Striking members of the International Association of Machinists and Aerospace Workers march at the Boeing Co. plant Wednesday in Huntington Beach, Calif. Machinists also went on strike in Alabama and Florida.
Striking members of the International Association of Machinists and Aerospace Workers march at the Boeing Co. plant Wednesday in Huntington Beach, Calif. Machinists also went on strike in Alabama and Florida.
Jebb Harris, Associated Press

LOS ANGELES — Boeing Co. officials have not yet decided whether to scrub upcoming satellite launches or hire replacement workers after machinists went on strike in California, Alabama and Florida, a company spokesman said Wednesday.

About 1,500 workers joined the walkout that began at 12:01 a.m. after last-minute talks broke down between their union and Boeing's Integrated Defense Systems unit that operates the Delta rocket program.

A federal mediator was unable to broker an agreement. No new talks were scheduled.
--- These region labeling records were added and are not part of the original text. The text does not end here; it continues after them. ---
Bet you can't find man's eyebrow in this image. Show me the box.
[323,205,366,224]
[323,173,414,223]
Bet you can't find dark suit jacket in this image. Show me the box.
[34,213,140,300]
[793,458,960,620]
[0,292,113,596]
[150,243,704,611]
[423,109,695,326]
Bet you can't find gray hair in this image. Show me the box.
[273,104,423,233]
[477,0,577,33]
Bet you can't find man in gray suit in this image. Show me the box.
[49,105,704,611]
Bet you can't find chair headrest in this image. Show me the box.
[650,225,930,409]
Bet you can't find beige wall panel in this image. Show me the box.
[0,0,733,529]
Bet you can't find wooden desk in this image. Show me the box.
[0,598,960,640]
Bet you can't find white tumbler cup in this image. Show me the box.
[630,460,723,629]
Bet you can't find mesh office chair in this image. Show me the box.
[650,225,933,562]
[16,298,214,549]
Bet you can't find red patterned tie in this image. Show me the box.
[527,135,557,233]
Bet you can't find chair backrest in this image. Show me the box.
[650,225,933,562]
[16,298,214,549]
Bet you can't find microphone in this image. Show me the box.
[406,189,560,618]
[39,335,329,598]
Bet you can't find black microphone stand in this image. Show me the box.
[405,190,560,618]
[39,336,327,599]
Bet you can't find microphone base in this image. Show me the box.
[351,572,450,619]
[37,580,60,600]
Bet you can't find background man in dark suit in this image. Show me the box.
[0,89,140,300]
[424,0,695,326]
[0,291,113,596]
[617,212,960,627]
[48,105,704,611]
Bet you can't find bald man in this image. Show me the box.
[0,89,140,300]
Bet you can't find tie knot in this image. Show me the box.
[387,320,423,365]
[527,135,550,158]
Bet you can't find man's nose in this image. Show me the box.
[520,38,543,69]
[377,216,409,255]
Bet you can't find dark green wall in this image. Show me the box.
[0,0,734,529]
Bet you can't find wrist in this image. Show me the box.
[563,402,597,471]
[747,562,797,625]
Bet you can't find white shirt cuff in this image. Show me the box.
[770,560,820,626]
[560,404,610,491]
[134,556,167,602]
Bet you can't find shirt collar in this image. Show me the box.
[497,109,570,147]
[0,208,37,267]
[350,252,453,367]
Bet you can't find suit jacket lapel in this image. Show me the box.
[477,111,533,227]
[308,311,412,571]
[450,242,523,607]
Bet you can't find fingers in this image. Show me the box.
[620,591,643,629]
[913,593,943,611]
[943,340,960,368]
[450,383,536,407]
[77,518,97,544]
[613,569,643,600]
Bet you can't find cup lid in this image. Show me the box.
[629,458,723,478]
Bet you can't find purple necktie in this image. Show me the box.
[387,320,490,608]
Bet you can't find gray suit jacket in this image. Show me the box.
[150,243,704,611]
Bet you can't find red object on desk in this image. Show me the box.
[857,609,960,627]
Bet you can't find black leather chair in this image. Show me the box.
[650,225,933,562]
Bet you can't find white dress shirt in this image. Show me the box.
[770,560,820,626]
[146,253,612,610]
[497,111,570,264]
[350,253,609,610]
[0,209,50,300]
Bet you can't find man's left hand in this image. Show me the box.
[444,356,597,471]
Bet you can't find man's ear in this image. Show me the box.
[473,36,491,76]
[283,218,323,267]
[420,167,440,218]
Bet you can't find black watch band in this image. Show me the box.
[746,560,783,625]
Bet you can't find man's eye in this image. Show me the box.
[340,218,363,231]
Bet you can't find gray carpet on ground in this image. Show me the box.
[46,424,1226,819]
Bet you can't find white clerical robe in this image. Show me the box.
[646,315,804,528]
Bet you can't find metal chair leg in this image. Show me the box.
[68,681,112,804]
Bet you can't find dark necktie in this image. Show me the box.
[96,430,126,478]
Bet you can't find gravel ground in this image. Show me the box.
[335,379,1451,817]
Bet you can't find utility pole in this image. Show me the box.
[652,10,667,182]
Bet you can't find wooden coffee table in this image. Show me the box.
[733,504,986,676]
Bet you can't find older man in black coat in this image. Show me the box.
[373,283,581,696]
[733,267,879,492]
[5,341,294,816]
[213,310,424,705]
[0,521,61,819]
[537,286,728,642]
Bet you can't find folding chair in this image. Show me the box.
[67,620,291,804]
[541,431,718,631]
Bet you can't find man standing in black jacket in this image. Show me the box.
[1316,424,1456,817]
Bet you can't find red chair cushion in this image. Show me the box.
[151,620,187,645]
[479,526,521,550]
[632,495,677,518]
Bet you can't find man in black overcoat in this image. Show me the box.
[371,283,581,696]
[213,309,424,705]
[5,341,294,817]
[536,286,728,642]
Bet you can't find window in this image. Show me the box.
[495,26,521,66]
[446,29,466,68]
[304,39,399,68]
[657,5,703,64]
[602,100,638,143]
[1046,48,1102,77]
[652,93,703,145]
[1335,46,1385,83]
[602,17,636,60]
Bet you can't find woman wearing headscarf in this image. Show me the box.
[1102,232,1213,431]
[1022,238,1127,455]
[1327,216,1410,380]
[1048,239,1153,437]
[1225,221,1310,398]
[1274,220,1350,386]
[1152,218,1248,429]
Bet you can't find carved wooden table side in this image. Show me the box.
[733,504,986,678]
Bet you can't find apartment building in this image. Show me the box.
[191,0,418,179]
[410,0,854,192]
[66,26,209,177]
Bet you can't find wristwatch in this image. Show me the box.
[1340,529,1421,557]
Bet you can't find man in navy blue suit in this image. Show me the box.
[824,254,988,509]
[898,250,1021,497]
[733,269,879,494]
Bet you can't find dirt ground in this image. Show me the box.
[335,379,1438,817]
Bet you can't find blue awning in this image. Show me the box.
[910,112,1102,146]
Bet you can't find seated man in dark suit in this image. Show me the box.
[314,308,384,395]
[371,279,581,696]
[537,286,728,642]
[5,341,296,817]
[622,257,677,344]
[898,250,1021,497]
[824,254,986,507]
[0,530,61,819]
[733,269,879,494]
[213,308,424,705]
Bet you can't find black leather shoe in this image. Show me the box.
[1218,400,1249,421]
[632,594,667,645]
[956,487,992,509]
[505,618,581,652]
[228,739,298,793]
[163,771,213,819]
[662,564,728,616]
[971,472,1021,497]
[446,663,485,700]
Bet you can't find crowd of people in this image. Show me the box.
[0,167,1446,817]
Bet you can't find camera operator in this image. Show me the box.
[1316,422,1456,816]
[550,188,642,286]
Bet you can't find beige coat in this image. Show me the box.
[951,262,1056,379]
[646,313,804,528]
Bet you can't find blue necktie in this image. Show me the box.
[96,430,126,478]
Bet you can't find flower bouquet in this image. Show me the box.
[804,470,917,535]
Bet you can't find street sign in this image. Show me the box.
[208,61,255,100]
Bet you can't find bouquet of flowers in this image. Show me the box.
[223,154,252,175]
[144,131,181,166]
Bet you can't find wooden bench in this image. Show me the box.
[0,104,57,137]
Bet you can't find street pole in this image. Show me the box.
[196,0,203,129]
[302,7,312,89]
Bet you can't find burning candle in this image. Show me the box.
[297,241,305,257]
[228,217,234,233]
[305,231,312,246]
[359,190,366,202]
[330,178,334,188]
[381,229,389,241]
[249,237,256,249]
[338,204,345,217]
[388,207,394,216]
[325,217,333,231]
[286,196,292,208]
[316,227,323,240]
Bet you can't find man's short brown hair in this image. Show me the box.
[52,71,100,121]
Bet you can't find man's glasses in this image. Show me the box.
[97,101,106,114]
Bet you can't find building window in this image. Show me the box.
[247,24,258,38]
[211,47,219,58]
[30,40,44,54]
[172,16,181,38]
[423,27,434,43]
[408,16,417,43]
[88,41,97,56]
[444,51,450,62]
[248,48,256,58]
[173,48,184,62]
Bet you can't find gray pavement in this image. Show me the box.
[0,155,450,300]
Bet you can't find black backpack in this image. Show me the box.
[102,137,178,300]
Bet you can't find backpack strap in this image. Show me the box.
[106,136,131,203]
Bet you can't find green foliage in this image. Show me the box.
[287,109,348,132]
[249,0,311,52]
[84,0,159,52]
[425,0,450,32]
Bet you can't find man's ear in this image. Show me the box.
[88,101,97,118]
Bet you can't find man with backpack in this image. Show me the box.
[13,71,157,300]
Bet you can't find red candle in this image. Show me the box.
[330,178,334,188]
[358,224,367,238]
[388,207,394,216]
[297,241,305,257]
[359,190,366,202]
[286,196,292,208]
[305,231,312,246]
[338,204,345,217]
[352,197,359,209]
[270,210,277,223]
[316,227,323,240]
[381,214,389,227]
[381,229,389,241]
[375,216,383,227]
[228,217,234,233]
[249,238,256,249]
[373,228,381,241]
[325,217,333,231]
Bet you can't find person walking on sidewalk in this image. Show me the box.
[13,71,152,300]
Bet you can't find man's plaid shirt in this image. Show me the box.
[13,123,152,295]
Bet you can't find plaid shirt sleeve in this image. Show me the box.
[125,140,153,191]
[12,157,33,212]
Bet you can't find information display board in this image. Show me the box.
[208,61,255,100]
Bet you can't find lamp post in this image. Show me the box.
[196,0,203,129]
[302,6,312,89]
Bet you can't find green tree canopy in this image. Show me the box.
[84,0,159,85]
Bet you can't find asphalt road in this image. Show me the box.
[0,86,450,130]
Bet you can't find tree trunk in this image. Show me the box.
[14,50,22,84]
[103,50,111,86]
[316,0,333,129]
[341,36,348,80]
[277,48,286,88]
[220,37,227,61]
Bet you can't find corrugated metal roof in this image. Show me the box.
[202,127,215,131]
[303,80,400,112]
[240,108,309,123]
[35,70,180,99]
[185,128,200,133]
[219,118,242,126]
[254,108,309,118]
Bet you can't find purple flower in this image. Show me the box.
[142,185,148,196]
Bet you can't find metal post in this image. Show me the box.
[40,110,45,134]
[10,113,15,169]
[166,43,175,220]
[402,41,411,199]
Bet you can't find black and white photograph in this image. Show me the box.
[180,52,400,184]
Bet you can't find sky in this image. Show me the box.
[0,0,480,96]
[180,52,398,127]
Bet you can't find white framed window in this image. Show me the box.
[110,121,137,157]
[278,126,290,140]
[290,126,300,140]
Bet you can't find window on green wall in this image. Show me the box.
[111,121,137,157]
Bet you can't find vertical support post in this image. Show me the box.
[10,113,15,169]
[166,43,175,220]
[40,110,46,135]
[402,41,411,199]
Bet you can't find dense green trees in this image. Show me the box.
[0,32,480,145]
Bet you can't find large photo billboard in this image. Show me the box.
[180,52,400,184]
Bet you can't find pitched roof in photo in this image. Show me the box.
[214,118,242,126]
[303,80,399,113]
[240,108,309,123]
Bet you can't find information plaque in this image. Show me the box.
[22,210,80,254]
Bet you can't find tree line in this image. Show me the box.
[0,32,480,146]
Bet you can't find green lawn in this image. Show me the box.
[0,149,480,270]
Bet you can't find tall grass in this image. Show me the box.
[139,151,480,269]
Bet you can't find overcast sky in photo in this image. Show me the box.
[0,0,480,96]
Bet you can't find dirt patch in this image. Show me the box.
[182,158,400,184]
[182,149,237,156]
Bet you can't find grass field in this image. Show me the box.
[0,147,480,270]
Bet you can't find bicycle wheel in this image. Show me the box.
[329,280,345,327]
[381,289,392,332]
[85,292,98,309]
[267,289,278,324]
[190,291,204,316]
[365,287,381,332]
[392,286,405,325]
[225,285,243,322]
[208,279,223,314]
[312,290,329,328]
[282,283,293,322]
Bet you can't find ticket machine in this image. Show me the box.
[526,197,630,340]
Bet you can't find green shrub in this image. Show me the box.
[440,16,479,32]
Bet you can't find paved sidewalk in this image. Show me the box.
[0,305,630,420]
The unit services mainly NASA and the Air Force.

Boeing was reviewing contingency plans and talking to customers, company spokesman Dan Beck said.

"It's too early for us to make a decision as to whether launches are going to be delayed," he said.

A union representative said three Delta rockets were on launch pads, two at Vandenberg Air Force Base in California and one at Cape Canaveral, with the earliest launch scheduled for Nov. 15.

"They're not going to launch any more Delta rockets," said Gary Quick, chairman of the union's negotiating committee.

The machinists said Boeing had proposed ending retirement health care coverage for new employees and wants to eliminate caps on out-of-pocket expenses for medical premiums and copays.

The workers argue that they should not be making concessions when the company posted $1 billion in net income for the last quarter.

Beck said the company's offer would have given workers substantial pay increases and boosted pensions and savings plans.

Similar issues led to a four-week shutdown of Boeing's commercial aircraft assembly operations in the Pacific Northwest and Wichita, Kan., in September.

However, it's unlikely that Boeing's military clients will exert the same pressure as its commercial clients did to quickly settle the previous strike, said Paul Nisbet, an analyst with JSA Research.

"The government is unlikely to penalize Boeing in any way for any slippage of schedules," he said. "The government is quite tolerant of labor strikes. It's very different than the airlines."